I just received this comment from a showing broker this morning. This is the type of feedback we have received on our listings that causes us to promote some standards by which both sellers and buyers may be treated fairly in this unusually tight market.
- 4 days is long enough to gather enough offers. To go longer will frustrate more buyers than it will attract. Also, if you end up with no offers, the longer the timeline, the greater the damage to the seller’s value. Enter the listing into the NWMLS [“Northwest Multiple Listing Service”] Thursday evening, review offers Monday evening.
- Pre-listing inspection. If a listing broker believes there will be multiple offers they should convince their seller to have a pre-listing inspection done on the property, and share the results with all prospective buyers. This will allow buyers to adjust their respective bids accordingly e.g., if they know the furnace is 20 years old they may want to reduce their offer by $3,000-5,000. Does this hurt the seller? No. It helps the seller because the buyer is bidding with confidence. Confidence exponentially increases the likelihood that the buyer will finish the deal, not walk away on their inspection contingency.
- Do not allow pre-offer inspections. Contrary to what some brokers may believe, this does not help anyone. Ostensibly, the idea is to be able to submit a buyer’s offer WITHOUT an inspection contingency. There are three distinct disadvantages to this practice. (1) You will have buyers that have more information than other potential buyers about the subject property. Unless all buyers conduct a pre-offer inspection the playing field is uneven. (2) No seller should be subjected to this inconvenience, and most would not allow it if they weren’t convinced by their listing broker that it was a good idea. Any property can get trashed pretty fast when 4 or more inspections are conducted in a 48 hour period. Furnaces, appliances, fireplaces, garage door openers, etc., are all put through their paces at a rate that may invite failure in the near future. Who is the seller going to blame? (3) Pre-offer inspections tend to be low quality efforts. The potential buyer does not want to spend $400-600. They will seek a discounted rate for what amounts to a general evaluation of the property in the $200-300 range. This is no fault of the inspector, it is what the buyer wants (4) The biggest gaff of all is submitting any offer without an inspection contingency. Regardless of the buyer’s pre-offer inspection, every broker that submits an offer without an inspection contingency is potentially “on the hook” for anything that goes wrong with that property after the fact. “Additional inspections” are often called for by home inspectors, and buyers are protected by this provision in the NWMLS Inspection Contingency Form No. 35. Home inspectors generally do not inspect: hot tubs ($5,000-10,000), Chimneys/flues ($500-3,500), swimming pools ($400-no limit), furnace heat exchangers ($1,000-1,800), AC components ($3,500-6,000), irrigation systems ($250-no limit), sewer lines ($235-8,000). These are the items, and their potential replacement costs that are not covered in most home inspections. Most of these items will also not be covered by homeowner’s insurance and/or that nifty $100 home warranty your selling broker offers you as an inducement to roll the dice.

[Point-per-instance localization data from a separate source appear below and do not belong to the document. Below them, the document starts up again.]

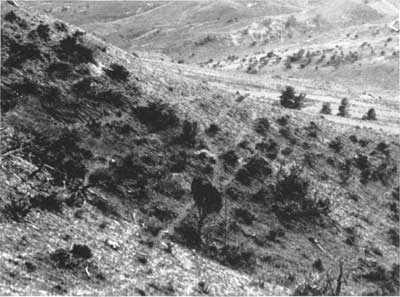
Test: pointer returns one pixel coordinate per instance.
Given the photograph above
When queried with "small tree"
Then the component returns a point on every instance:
(344, 108)
(326, 108)
(207, 200)
(290, 100)
(370, 115)
(117, 72)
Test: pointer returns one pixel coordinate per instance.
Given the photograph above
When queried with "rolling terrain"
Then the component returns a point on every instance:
(103, 136)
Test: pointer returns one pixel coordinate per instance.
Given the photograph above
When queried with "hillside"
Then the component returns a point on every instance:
(101, 151)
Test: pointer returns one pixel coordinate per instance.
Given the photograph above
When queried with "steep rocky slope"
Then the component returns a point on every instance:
(99, 151)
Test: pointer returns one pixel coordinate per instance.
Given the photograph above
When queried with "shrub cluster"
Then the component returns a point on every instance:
(289, 99)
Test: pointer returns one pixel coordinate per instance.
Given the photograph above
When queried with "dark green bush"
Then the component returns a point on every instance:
(288, 98)
(117, 72)
(326, 108)
(370, 115)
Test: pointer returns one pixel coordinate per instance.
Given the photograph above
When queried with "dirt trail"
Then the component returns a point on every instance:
(268, 90)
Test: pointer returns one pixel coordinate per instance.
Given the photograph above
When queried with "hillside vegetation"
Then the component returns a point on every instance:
(121, 175)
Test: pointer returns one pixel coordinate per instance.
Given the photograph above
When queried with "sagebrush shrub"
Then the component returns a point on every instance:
(289, 99)
(117, 72)
(326, 108)
(370, 115)
(344, 108)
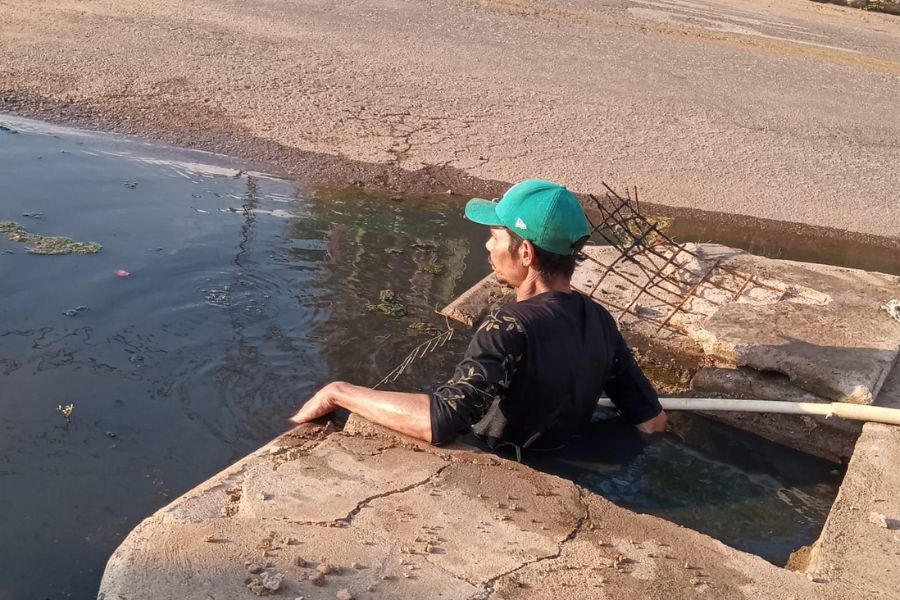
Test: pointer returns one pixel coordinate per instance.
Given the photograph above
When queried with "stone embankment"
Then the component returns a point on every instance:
(363, 513)
(366, 513)
(888, 6)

- NWMLS RULE NEEDED… WITH FINES. Listing Brokers make the rules on how their respective listings are to be shown and offers tendered. Sellers, until very recently, do not dream this stuff up on their own. If a listing comes on the market with specific rules for timelines in dealing with offers, those rules should not be allowed to change. This has to be the single most frustrating facet of the current multiple offer environment, for both buyers and their respective brokers. Scenario: (1) Listing broker states in the “agent only” remarks section of the listing, “offers to be reviewed by seller Monday at 5:00 PM”. (2) Selling broker calls their buyer to arrange to see the property Saturday afternoon. (3) Buyer likes the property and has selling broker submit their offer Sunday afternoon. (4) Listing broker calls selling broker upon receiving said offer and states, “oh, so sorry, my seller accepted an offer Saturday evening”. Brokers justify changing or ignoring their own rules by stating, “I was doing what was best for my seller”. This is patently unfair and unprofessional. Rules need to be created and enforced, with substantial fines, in order to curb this behavior. Such scenarios discredit all brokers and erodes the confidence that people place in us as trusted advisers.
Surely there are brokers that will disagree with me, and the NWMLS may never get around to addressing these problems before the current market conditions cool a bit. However, ethics and professionalism demand a coherent solution that will insure confidence in how we conduct our business. A few rogue/misinformed brokers should not be allowed to cause residential real estate brokers to appear inept.